There is a global queue of (or a single?) idle G. An M that looks for work checks the queue after several unsuccessful steal attempts.

Implementation Plan

The goal is to split the whole thing into minimal parts that can be independently reviewed and submitted.

  1. Introduce the P struct (empty for now); implement allp/idlep containers (idlep is mutex-protected for starters); associate a P with M running Go code. Global mutex and atomic state is still preserved.
  2. Move G freelist to P.
  3. Move mcache to P.
  4. Move stackalloc to P.
  5. Move ncgocall/gcstats to P.
  6. Decentralize run queue, implement work-stealing. Eliminate G hand off.
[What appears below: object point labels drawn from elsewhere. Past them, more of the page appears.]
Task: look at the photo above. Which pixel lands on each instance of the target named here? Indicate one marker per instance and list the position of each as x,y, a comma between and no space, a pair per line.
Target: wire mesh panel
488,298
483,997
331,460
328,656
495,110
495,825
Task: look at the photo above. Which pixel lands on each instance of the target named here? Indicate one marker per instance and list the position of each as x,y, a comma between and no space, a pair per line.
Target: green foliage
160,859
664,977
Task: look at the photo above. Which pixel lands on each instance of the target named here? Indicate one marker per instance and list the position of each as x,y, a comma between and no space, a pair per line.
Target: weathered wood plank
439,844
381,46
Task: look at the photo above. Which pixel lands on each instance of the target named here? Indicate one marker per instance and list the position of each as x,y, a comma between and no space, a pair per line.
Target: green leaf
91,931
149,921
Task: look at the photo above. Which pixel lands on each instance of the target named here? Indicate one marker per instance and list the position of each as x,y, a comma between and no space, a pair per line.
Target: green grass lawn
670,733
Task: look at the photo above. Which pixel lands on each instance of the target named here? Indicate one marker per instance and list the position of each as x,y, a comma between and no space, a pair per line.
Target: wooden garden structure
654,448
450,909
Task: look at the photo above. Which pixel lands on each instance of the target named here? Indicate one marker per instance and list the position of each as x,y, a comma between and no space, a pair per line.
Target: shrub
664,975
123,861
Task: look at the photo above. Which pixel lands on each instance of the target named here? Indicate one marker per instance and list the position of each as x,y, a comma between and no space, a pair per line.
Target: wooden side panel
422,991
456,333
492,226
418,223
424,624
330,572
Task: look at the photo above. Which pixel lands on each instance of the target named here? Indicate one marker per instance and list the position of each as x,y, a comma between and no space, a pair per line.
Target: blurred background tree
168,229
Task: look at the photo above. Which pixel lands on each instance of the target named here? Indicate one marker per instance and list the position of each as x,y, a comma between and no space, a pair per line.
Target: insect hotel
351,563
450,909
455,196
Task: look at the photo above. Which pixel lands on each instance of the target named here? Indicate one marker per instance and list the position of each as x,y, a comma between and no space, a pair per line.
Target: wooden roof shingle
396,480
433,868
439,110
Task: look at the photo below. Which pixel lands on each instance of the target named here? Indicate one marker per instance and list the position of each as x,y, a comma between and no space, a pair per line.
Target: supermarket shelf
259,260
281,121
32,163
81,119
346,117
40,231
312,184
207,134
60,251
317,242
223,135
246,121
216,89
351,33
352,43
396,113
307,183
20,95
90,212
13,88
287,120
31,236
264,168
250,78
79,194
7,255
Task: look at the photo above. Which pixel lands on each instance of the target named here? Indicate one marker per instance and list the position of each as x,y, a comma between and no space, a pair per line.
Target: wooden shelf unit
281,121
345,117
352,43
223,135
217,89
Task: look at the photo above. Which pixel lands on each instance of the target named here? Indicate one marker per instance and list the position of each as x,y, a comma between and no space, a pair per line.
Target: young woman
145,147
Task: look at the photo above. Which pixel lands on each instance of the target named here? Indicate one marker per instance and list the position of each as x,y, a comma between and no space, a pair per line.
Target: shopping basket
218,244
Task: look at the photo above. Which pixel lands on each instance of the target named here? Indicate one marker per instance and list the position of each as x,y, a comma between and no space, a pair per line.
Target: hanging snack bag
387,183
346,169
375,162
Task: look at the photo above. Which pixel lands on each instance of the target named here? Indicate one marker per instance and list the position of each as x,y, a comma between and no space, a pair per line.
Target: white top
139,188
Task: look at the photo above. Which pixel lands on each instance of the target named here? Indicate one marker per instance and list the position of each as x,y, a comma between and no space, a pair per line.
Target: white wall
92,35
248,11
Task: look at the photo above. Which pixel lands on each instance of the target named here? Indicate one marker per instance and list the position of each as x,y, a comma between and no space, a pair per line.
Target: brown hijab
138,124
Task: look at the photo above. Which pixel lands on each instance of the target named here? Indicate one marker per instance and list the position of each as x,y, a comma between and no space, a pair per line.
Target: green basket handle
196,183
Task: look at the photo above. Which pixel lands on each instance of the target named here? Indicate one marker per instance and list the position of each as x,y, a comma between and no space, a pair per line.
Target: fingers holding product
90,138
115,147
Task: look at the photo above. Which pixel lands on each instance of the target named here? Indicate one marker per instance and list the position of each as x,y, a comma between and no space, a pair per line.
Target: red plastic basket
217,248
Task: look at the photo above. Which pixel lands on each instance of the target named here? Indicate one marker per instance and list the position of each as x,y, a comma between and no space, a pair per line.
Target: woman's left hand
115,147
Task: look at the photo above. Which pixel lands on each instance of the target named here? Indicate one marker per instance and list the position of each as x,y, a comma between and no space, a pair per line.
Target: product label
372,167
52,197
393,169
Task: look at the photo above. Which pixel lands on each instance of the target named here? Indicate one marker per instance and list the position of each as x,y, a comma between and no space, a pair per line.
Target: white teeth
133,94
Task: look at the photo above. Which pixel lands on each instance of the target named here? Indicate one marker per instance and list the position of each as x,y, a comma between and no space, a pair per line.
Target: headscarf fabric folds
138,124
Still under global mutex.
  7. Remove global mutex, implement distributed termination detection, LockOSThread.
  8. Implement spinning instead of prompt blocking/unblocking.

The plan may turn out to not work, there are a lot of unexplored details.

Potential Further Improvements

  1. Try out LIFO scheduling, this will improve locality. However, it still must provide some degree of fairness and gracefully handle yielding goroutines.
  2. Do not allocate G and stack until the goroutine first runs. For a newly created goroutine we need just callerpc, fn, narg, nret and args, that is, about 6 words. This will allow to create a lot of running-to-completion goroutines with significantly lower memory overhead.
  3. Better locality of G-to-P. Try to enqueue an unblocked G to a P on which it was last running.
  4. Better locality of P-to-M. Try to execute P on the same M it was last running.
  5. Throttling of M creation. The scheduler can be easily forced to create thousands of M’s per second until OS refuses to create more threads. M’s must be created promptly up to k*GOMAXPROCS, after that new M’s may added by a timer.

Random Notes

  • GOMAXPROCS won’t go away as a result of this work.